Erdem, Eğitim Sen'in öğrencilerin ve üniversitede görev yapan üyelerinin sesine kulak vermenin, taleplerini sahiplenmenin tarihsel sorumluluğun ve mücadeleci çizgisinin bir gereği olduğuna dikkat çekerek, "İstanbul Cumhuriyet Başsavcılığı’nın yetkisiz olmasına rağmen sendikamızı ve sendikal faaliyetlerimizi hedef alan “suç işlemeye alenen tahrik etme” gerekçesiyle açmış olduğu soruşturma hukuki dayanaktan yoksun, gerçekleri çarpıtan ve sendikamızı hedef gösteren bir tutumdur ve kabul edilemez." diyerek sözlerini sürdürdü.

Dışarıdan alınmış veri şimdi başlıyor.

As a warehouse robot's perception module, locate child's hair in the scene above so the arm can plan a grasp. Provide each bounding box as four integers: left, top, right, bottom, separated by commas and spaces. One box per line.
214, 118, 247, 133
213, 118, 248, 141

"İstanbul Cumhuriyet Başsavcılığı’nın sendikal hakları kullanan Eğitim Sen’e yönelik “suç işlemeye alenen tahrik etme” gibi maddi temelden yoksun şekilde soruşturma açması suçtur. Yargı organlarının görevleri arasında yasal ve Anayasal haklarını koruyanları tehdit etmek yoktur." diye sözlerine devam eden Erdem, Milli Eğitim Bakanı Yusuf Tekin'in devlet televizyonunda verdiği demece dair de şunları şöyledi:
"Bakan Tekin’in Encümen-i Muallimin’den, TÖS ve TÖB-DER’den gelen 100 yılı aşan insan hakları ve demokratik toplum mücadelemizden haberi olmadığı gibi, aldığı talimatlarla haddini aşarak bizlere yaptırım tehditleri savurmaktadır. İfade etmekten çekinmiyoruz; bu tehditler bizlere vız gelir! Sayın Bakan ilk önce eğitimden koparılarak gönderildiği MESEM’lerde can veren çocukların hesabını vermelidir."